Grounded agentic systems and check-ride.ai
The article itself makes for some interesting reading, but the gist of it is that ungrounded LLM usage (chatGPT, Claude, Grok) hallucinates around 15-20% of the time, of course this is for the specific model versions tested in the article, and that percentage varies wildly depending on the simplicity of the nature of the conversation. But I encourage you to try having aviation related discussions with any of the aforementioned tools and I think you'll find the quoted percentages hold (at the time of writing anyway).

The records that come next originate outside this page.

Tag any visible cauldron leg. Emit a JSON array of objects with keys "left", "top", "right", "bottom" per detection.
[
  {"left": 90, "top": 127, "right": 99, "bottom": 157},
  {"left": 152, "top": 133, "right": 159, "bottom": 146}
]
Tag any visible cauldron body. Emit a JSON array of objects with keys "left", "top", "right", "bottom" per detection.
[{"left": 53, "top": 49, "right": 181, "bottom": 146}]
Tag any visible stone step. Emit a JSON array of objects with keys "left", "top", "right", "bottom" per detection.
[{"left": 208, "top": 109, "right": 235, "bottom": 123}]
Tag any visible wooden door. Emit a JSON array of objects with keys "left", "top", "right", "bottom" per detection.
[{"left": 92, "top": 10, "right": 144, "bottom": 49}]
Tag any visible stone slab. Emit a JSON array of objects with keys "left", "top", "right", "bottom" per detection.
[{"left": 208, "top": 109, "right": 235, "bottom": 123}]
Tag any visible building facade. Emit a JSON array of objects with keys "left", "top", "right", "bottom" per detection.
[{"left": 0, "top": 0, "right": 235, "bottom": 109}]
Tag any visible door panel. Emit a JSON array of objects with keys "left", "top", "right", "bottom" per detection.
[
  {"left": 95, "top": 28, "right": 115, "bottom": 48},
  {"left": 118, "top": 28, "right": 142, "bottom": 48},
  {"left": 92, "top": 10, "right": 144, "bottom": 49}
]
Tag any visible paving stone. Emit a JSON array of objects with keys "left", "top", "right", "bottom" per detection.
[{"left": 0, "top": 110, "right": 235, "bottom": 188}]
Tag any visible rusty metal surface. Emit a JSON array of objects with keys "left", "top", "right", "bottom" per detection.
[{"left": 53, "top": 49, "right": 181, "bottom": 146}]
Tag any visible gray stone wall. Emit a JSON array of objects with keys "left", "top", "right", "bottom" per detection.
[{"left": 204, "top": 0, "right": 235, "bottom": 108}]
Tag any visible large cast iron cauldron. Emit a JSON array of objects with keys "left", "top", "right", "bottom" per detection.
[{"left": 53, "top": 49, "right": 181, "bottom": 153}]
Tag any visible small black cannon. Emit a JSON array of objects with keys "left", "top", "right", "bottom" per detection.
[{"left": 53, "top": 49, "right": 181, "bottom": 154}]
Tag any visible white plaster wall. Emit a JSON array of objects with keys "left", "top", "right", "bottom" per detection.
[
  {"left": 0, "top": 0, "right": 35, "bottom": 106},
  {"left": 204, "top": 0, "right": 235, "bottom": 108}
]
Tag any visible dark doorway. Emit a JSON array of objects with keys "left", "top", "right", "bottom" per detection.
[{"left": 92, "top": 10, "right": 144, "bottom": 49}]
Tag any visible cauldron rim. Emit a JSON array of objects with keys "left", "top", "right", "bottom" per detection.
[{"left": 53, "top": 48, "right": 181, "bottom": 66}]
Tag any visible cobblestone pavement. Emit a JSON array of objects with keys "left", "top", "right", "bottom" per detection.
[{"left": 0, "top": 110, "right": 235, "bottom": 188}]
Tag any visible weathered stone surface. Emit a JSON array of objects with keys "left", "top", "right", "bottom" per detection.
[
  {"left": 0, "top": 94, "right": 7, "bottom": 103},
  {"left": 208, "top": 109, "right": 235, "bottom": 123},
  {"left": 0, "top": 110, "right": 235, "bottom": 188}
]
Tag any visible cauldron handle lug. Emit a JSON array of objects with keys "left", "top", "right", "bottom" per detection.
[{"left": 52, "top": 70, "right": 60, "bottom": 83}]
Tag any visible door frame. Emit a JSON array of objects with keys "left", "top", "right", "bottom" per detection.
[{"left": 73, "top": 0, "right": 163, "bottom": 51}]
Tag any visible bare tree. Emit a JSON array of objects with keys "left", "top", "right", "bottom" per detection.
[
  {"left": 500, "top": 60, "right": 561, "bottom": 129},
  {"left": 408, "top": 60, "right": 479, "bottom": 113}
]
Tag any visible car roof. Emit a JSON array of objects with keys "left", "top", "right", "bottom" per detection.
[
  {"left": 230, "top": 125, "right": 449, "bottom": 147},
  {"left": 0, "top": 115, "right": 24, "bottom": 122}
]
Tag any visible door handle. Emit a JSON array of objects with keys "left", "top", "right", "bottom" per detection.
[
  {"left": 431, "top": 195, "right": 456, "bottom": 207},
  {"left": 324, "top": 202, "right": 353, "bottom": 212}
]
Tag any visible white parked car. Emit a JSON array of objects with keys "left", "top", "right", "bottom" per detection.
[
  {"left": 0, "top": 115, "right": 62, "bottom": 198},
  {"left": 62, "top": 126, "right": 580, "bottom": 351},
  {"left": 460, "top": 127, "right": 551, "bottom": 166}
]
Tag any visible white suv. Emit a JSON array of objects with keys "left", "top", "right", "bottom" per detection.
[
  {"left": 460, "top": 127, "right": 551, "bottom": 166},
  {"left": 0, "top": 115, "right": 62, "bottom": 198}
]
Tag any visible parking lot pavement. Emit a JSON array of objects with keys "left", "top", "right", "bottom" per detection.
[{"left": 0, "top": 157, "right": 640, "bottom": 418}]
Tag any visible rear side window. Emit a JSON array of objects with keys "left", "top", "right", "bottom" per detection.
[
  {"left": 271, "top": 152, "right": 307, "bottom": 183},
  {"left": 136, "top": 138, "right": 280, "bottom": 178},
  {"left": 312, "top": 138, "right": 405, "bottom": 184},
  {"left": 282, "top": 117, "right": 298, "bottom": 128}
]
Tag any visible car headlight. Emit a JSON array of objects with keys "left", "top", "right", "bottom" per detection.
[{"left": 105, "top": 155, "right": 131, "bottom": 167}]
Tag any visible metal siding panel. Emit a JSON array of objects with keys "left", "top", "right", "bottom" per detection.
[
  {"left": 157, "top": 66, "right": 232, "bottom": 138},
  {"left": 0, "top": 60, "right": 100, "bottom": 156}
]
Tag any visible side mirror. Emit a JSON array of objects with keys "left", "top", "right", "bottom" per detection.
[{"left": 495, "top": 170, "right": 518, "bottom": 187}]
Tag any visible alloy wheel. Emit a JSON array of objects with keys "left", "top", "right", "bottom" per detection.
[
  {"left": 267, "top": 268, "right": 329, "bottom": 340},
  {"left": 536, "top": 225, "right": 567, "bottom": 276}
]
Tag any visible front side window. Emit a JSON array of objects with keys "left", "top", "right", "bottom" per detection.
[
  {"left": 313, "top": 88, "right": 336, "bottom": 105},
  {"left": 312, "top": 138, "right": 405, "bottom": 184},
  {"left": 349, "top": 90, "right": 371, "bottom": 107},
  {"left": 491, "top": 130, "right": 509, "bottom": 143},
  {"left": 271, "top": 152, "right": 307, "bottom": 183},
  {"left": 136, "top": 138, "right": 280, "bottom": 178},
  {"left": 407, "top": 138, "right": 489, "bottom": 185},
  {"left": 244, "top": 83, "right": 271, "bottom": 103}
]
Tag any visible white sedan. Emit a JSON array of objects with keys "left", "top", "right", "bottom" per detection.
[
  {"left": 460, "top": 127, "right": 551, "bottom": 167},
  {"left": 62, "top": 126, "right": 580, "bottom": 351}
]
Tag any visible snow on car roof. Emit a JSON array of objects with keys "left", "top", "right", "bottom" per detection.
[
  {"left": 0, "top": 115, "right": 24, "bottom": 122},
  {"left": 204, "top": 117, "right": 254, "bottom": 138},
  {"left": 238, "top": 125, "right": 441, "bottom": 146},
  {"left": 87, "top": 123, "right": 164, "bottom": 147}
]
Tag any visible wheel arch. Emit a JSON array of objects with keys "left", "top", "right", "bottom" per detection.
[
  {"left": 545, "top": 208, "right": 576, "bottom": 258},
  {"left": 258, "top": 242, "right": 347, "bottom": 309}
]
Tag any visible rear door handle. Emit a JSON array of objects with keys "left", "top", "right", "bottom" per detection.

The article also further goes on to explain that when these language models are provided the appropriate contexts for the same queries (the process of injecting this 'correct' context is referred to as grounding), hallucination rates drop to less than 2%. Grounding, however is not some toggle to be flipped that clamps down on hallucination. It is a technique, and how well it is implemented dictates how much you can improve (or regress when done wrong) an AI.
check-ride.ai is actually an offshoot of the core grounding of agentic systems work we do. You can review more technical details of the agentic search we are developing, but it's objective is just that, formulating the context the language models are provided such that we minimize p(hallucination).
We're constantly working on improving the agentic system, and I've personally found it very motivating on developing it specifically for this purpose, since I was told the day I passed my PPL checkride that it's a license to learn. And so in that respect I see building superhuman search as the way we can make this license maximally useful, for all of us.